Pastef accuse le gouvernement et la CENA de bloquer le processus électoral territorial

Le processus des prochaines élections territoriales n’a toujours pas été déclenché. Dans un communiqué publié le 4 septembre, Pastef-Les Patriotes dénonce les réponses négatives reçues après ses démarches auprès du ministère de l’Intérieur et de la Sécurité publique ainsi que de la Commission électorale nationale autonome (CENA).

La controverse sur les élections territoriales oppose désormais Pastef au gouvernement et à l’organe chargé du contrôle du processus électoral. Le parti conteste la lecture faite par l’administration des articles L.236 et L.269 du Code électoral, selon laquelle aucun délai impératif ne serait fixé pour l’adoption du décret convoquant les électeurs.

Dans les éléments rapportés par Rewmi, la formation dirigée par Ousmane Sonko estime que cette interprétation sert à justifier « la carence du Président de la République ». Pastef rappelle que le décret fixant la date du scrutin constitue l’acte fondateur permettant la poursuite des différentes étapes électorales.

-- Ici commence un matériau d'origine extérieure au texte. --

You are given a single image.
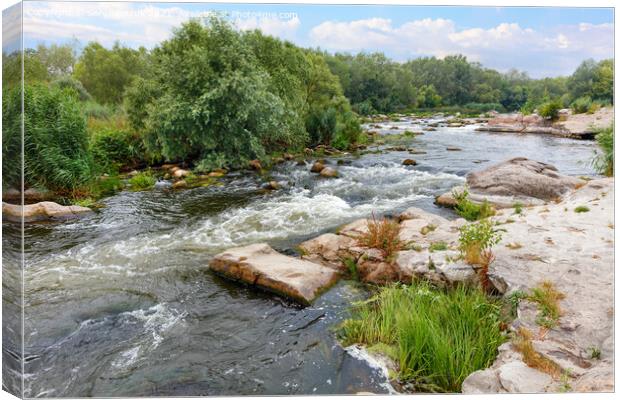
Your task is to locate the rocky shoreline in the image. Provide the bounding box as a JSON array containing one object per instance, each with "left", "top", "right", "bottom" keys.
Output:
[
  {"left": 211, "top": 159, "right": 614, "bottom": 393},
  {"left": 476, "top": 107, "right": 614, "bottom": 139}
]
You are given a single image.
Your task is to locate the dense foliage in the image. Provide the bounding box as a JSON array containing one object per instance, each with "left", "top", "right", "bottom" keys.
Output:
[
  {"left": 593, "top": 124, "right": 614, "bottom": 176},
  {"left": 325, "top": 53, "right": 613, "bottom": 114},
  {"left": 127, "top": 19, "right": 359, "bottom": 169},
  {"left": 3, "top": 19, "right": 613, "bottom": 197},
  {"left": 2, "top": 84, "right": 93, "bottom": 191}
]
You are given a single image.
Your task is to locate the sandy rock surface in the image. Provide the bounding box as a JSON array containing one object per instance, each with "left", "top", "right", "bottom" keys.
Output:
[
  {"left": 436, "top": 157, "right": 584, "bottom": 208},
  {"left": 2, "top": 201, "right": 93, "bottom": 222},
  {"left": 463, "top": 178, "right": 614, "bottom": 393}
]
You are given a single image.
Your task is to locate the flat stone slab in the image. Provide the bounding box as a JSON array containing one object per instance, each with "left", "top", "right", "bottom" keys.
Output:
[
  {"left": 210, "top": 243, "right": 340, "bottom": 305},
  {"left": 2, "top": 201, "right": 93, "bottom": 222}
]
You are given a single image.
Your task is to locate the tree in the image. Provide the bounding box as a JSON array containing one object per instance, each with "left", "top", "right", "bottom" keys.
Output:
[
  {"left": 36, "top": 43, "right": 77, "bottom": 77},
  {"left": 75, "top": 42, "right": 148, "bottom": 104},
  {"left": 128, "top": 19, "right": 305, "bottom": 169}
]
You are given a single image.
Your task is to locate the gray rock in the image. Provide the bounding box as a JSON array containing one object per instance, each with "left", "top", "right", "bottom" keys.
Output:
[
  {"left": 498, "top": 361, "right": 553, "bottom": 393},
  {"left": 209, "top": 243, "right": 340, "bottom": 304}
]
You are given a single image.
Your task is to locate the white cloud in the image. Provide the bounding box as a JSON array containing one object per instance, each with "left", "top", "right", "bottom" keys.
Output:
[
  {"left": 310, "top": 18, "right": 613, "bottom": 76},
  {"left": 233, "top": 16, "right": 301, "bottom": 40}
]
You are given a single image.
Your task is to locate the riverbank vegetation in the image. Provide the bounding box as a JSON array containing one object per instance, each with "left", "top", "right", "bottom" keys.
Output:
[
  {"left": 339, "top": 282, "right": 505, "bottom": 392},
  {"left": 3, "top": 19, "right": 613, "bottom": 201}
]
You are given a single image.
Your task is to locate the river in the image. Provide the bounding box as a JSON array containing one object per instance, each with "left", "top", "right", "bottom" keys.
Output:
[{"left": 3, "top": 117, "right": 595, "bottom": 397}]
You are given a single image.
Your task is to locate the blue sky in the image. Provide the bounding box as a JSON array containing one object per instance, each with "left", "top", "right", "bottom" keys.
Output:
[{"left": 4, "top": 2, "right": 614, "bottom": 77}]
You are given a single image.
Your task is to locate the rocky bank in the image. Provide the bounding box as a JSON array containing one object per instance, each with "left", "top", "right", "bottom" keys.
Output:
[{"left": 211, "top": 158, "right": 614, "bottom": 393}]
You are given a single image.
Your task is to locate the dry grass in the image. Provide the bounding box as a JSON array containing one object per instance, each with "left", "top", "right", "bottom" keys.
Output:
[
  {"left": 512, "top": 327, "right": 562, "bottom": 379},
  {"left": 357, "top": 214, "right": 405, "bottom": 258}
]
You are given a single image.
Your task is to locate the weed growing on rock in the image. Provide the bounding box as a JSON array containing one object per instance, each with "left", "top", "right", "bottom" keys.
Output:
[
  {"left": 459, "top": 219, "right": 502, "bottom": 265},
  {"left": 428, "top": 242, "right": 448, "bottom": 252},
  {"left": 513, "top": 202, "right": 523, "bottom": 214},
  {"left": 129, "top": 171, "right": 156, "bottom": 191},
  {"left": 339, "top": 283, "right": 505, "bottom": 392},
  {"left": 452, "top": 189, "right": 495, "bottom": 221},
  {"left": 343, "top": 257, "right": 359, "bottom": 281},
  {"left": 588, "top": 346, "right": 601, "bottom": 360},
  {"left": 512, "top": 327, "right": 562, "bottom": 378},
  {"left": 528, "top": 281, "right": 565, "bottom": 329},
  {"left": 358, "top": 214, "right": 404, "bottom": 258}
]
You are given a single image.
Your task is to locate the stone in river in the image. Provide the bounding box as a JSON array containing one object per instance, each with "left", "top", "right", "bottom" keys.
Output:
[
  {"left": 2, "top": 201, "right": 92, "bottom": 222},
  {"left": 321, "top": 167, "right": 338, "bottom": 178},
  {"left": 310, "top": 161, "right": 325, "bottom": 174},
  {"left": 210, "top": 243, "right": 340, "bottom": 305}
]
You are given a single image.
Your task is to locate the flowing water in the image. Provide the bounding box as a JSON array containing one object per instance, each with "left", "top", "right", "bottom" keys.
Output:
[{"left": 3, "top": 117, "right": 595, "bottom": 397}]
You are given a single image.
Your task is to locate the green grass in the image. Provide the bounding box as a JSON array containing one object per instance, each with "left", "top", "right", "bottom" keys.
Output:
[
  {"left": 129, "top": 171, "right": 157, "bottom": 191},
  {"left": 452, "top": 189, "right": 495, "bottom": 221},
  {"left": 592, "top": 123, "right": 614, "bottom": 176},
  {"left": 528, "top": 281, "right": 565, "bottom": 329},
  {"left": 339, "top": 282, "right": 505, "bottom": 392},
  {"left": 428, "top": 242, "right": 448, "bottom": 252}
]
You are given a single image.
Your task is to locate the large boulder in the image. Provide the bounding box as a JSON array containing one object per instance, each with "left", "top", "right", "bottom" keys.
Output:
[
  {"left": 299, "top": 233, "right": 357, "bottom": 269},
  {"left": 436, "top": 157, "right": 583, "bottom": 208},
  {"left": 210, "top": 243, "right": 340, "bottom": 304},
  {"left": 2, "top": 201, "right": 92, "bottom": 222}
]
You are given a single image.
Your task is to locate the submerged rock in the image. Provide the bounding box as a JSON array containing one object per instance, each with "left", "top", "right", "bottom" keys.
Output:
[
  {"left": 248, "top": 160, "right": 263, "bottom": 171},
  {"left": 2, "top": 201, "right": 93, "bottom": 222},
  {"left": 321, "top": 167, "right": 338, "bottom": 178},
  {"left": 209, "top": 243, "right": 340, "bottom": 304},
  {"left": 310, "top": 161, "right": 325, "bottom": 174}
]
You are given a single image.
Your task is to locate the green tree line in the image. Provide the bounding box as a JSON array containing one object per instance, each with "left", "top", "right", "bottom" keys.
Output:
[{"left": 3, "top": 19, "right": 613, "bottom": 196}]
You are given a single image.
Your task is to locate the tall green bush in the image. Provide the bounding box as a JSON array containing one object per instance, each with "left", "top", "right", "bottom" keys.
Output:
[
  {"left": 593, "top": 123, "right": 614, "bottom": 176},
  {"left": 2, "top": 84, "right": 93, "bottom": 191}
]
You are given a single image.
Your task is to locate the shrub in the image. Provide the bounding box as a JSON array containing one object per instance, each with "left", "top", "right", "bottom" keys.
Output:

Le parti s’appuie notamment sur les articles L.247 et L.282. Il soutient que le décret doit précéder l’arrêté fixant le montant de la caution, lequel doit être pris dans un délai de cent cinquante jours avant le scrutin. Pour Pastef, le même impératif doit donc s’appliquer à la fixation de la date.

La CENA est également mise en cause. Dans sa réponse, elle considère que son contrôle commence avec la révision des listes électorales et se termine après la proclamation provisoire des résultats. Pastef rejette cette interprétation et affirme que les articles L.5, L.6 et L.13 lui confèrent des prérogatives suffisantes pour veiller au respect de la législation électorale, y compris à la tenue périodique du scrutin.

Le parti demande au président de la République d’expliquer les raisons de l’absence de date officielle. Il estime que le refus de fixer le scrutin viole le Code électoral et réclame que les Sénégalais soient informés des « raisons objectives et particulières » justifiant ce report.

Pastef réaffirme enfin son attachement à la tenue des élections à date échue et critique le retour, selon lui, à des pratiques déjà dénoncées par l’actuel pouvoir. Le communiqué évoque un précédent report ayant entraîné de nombreuses pertes en vies humaines.